Il progetto Erasmus ha avuto come filo conduttore musica, innovazione e inclusione: dopo le lezioni e le prove svolte nei rispettivi istituti, gli studenti delle due scuole hanno unito voci e strumenti per un concerto comune, interpretando gli inni nazionali e una serie di brani accompagnati dall’orchestra della Brigida.

A fine maggio è toccato a 41 studenti e 9 docenti termolesi — tra cui anche alcuni alunni della primaria di via Maratona — volare in Polonia per continuare lo scambio.

“Un’esperienza intensa, coinvolgente e ricca di significato- hanno commentato i docenti accompagnatori e responsabili del progetto- un’opportunità straordinaria di crescita culturale, linguistica e umana, all’insegna dell’innovazione didattica e dell’inclusione”.

Durante il soggiorno, studenti e insegnanti sono stati coinvolti in numerose attività formative e laboratoriali, spaziando dalla biologia all’informatica, dall’arte allo sport, dall’orienteering al tinkering painting, unendo creatività e sperimentazione grazie all’uso di strumenti digitali e metodologie innovative.

Grande spazio è stato dato anche alla didattica all’aperto e alla valorizzazione dell’ambiente, con attività svolte nei meravigliosi spazi verdi che circondano la scuola polacca. Particolare attenzione è stata dedicata all’inclusività: uno dei momenti più toccanti è stata la visita al Museo Invisibile e allo Spazio Invisibile, dove i partecipanti hanno preso parte ad attività pensate per sensibilizzare sulla disabilità visiva.

Il progetto ha avuto un forte impatto anche sul piano linguistico e relazionale: attraverso lo scambio e la cooperazione tra pari, sono state potenziate le competenze linguistiche degli alunni, così come quelle legate all’inclusione e alla didattica digitale. Parallelamente, i docenti impegnati nel job shadowing hanno avuto l’opportunità di osservare e confrontarsi con le buone pratiche della scuola partner, in un clima di condivisione e apertura.

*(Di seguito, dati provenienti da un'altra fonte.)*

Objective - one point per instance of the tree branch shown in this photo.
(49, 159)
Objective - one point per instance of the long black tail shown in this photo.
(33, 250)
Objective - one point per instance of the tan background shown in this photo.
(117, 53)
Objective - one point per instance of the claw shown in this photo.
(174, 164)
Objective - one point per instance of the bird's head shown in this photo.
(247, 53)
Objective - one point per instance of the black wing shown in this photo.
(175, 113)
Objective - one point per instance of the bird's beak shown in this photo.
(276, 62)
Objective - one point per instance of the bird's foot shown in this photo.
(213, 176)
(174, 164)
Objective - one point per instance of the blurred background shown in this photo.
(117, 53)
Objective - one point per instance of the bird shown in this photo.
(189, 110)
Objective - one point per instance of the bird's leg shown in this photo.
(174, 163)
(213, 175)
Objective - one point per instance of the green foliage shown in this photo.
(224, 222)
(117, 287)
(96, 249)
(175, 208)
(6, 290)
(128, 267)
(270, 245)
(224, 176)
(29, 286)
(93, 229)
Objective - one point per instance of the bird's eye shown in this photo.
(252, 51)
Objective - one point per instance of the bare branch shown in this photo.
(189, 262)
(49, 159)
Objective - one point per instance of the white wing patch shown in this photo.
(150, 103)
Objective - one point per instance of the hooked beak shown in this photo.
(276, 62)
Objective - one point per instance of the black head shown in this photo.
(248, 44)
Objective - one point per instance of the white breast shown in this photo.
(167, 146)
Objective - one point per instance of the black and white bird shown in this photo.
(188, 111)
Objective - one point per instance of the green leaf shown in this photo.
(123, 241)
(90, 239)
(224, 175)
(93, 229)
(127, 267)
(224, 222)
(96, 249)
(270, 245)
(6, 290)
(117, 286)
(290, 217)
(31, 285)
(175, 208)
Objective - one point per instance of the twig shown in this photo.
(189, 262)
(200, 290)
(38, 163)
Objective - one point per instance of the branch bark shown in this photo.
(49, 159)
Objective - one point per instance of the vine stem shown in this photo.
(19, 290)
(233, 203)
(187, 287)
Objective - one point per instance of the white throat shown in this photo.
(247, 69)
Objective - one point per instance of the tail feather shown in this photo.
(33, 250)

Il tutto era nato da un linguaggio universale: la musica. Anche ad Opole, i ragazzi si sono uniti in un’unica orchestra e un unico coro, eseguendo gli inni nazionali, alcuni brani tradizionali dei rispettivi Paesi, e concludendo con “Viva la Vida” dei Coldplay.

“Fare musica insieme non è solo una buona pratica, ma anche simbolo di un’alleanza culturale e formativa che ci auguriamo possa continuare a vivere nel tempo”, hanno aggiunto i promotori.

“Questa esperienza Erasmus non ha solo ampliato gli orizzonti degli studenti e dei docenti coinvolti, ma ha lasciato un segno tangibile nella vita scolastica e sociale della comunità: un esempio concreto di come l’Europa possa costruirsi attraverso l’educazione, la collaborazione e il rispetto reciproco.
Un’esperienza umana e culturale che rimarrà per sempre nei cuori di tutti i partecipanti e che sarà di grande stimolo per i futuri studenti dell’Istituto Brigida, scuola da sempre impegnata nel fornire opportunità di inestimabile valore formativo ai propri alunni”, ha concluso il dirigente scolastico Francesco Paolo Marra.